In Eastern Judiasm ecclesiastical writers identify the sons of God as fallen angels. The sons of God were thought to be descendants of Seth. The daughters of God were thought to be descendants of Cain. 

The nephilim, neflheim is a Hebrew word for a union between gods and mortals. Along this line of thought is tartarus. This is a place for fallen angels, an abyss, a prison for angels, the netherworld, Hades, sheol. In short, a place of punishment. The titans of the east, was a legend about the wickedness of men. This provoked the flood.

My conclusion is, that the sons and the daughters were once children of God. But, they believed "the lie" and no longer had faith. They became powerful (giants in their time), God in His mercy gave them about 120 years to turn to Him before He sent the flood and Noah.

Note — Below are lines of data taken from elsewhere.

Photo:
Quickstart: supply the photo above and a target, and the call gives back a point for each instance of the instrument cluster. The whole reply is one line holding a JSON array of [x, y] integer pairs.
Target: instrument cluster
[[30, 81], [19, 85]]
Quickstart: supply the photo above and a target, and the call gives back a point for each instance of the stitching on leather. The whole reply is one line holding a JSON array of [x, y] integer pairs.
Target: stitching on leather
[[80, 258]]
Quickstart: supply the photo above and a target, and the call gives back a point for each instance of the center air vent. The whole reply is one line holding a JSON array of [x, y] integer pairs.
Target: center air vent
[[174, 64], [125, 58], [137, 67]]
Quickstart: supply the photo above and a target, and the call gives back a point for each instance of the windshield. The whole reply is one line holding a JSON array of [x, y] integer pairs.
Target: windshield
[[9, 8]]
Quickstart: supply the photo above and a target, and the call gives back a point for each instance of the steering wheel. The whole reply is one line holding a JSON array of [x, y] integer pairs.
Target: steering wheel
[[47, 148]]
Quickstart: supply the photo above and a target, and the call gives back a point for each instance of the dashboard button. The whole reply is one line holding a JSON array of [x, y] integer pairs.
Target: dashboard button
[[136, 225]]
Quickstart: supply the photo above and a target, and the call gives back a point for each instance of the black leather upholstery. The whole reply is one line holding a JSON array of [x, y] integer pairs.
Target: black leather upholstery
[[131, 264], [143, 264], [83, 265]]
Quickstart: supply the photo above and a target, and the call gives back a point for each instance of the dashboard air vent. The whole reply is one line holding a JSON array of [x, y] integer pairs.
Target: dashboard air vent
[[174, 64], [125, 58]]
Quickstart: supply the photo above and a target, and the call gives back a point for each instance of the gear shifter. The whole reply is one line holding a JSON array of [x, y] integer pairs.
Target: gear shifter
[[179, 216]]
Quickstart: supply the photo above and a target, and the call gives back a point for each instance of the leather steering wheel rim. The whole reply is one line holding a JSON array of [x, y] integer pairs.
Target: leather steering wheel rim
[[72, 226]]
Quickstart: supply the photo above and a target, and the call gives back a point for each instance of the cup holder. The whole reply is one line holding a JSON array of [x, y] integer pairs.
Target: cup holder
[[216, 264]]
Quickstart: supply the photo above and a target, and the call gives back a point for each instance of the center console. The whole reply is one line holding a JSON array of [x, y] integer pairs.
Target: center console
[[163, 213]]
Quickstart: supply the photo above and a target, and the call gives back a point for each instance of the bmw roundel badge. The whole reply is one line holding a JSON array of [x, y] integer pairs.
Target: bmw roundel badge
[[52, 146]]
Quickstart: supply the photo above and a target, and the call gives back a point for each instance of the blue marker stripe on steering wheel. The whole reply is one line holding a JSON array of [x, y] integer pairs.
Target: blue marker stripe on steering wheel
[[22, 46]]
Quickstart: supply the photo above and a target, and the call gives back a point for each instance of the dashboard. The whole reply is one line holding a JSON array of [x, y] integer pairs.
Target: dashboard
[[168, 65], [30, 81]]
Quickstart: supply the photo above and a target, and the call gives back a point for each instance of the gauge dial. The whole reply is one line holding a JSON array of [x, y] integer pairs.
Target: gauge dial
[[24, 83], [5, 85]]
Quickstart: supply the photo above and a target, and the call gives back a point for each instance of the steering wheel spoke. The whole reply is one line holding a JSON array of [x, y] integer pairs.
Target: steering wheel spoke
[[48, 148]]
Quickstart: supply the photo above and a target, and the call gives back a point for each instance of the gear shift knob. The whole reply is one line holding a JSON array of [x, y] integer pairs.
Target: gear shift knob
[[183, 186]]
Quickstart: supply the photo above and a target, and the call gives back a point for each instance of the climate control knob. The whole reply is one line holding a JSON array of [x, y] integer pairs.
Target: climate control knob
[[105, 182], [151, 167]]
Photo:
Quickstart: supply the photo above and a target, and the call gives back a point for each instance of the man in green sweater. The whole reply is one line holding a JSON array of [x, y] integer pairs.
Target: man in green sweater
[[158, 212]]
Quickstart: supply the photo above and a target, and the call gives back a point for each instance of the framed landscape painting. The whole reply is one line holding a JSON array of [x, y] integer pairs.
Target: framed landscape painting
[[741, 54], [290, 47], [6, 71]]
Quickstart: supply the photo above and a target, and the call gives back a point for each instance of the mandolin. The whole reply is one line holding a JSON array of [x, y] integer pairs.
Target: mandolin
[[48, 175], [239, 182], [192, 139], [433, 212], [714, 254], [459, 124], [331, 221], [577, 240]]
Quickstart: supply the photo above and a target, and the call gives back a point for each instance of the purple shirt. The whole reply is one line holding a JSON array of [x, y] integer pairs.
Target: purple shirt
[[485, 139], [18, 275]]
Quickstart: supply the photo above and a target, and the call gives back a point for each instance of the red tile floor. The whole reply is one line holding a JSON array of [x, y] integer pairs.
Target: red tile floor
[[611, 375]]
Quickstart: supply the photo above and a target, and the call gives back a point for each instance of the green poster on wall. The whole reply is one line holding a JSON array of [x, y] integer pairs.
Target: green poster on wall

October 28 2022 1 response Vote Up Share Report

My picture Jack Gutknecht ABC/DTS graduate, guitar music ministry Baptist church
Good question, Ainsley! From my days at Arizona Bible College in Phoenix, Arizona where I think we debated this question, I believe that the sons of God were the godly line of Seth, and that the daughters of men were the daughters of the line of Cain. They intermarried and gave birth to the nephilim. I think this view was also presented at Scottsdale Bible Church in Scottsdale, Arizona, where I grew up.

R.C. Sproul presents a good argument for my view with good support: Who Were the “Sons of God” and the Nephilim? (Genesis 6:1-4) The immediate context of Genesis 6 supports this conclusion. Following the narrative of the fall in Genesis 3, the Bible traces the lines of two families, the descendents of Cain and of Seth. Cain’s line is recounted in Genesis 4, and this line displays proliferating wickedness, capped by Lamech, who was the first polygamist (v. 19) and who rejoiced in murderous, vengeful use of the sword (vv. 23–24). By contrast, the line of Seth, which is traced in Genesis 5, displays righteousness. This line includes Enoch, who "walked with God, and... was not, for God took him" (v. 24). In the line of Seth was born Noah, who was "a righteous man, blameless in his generation" (6:9). Thus, we see two lines, one obeying God and the other willfully disobeying Him.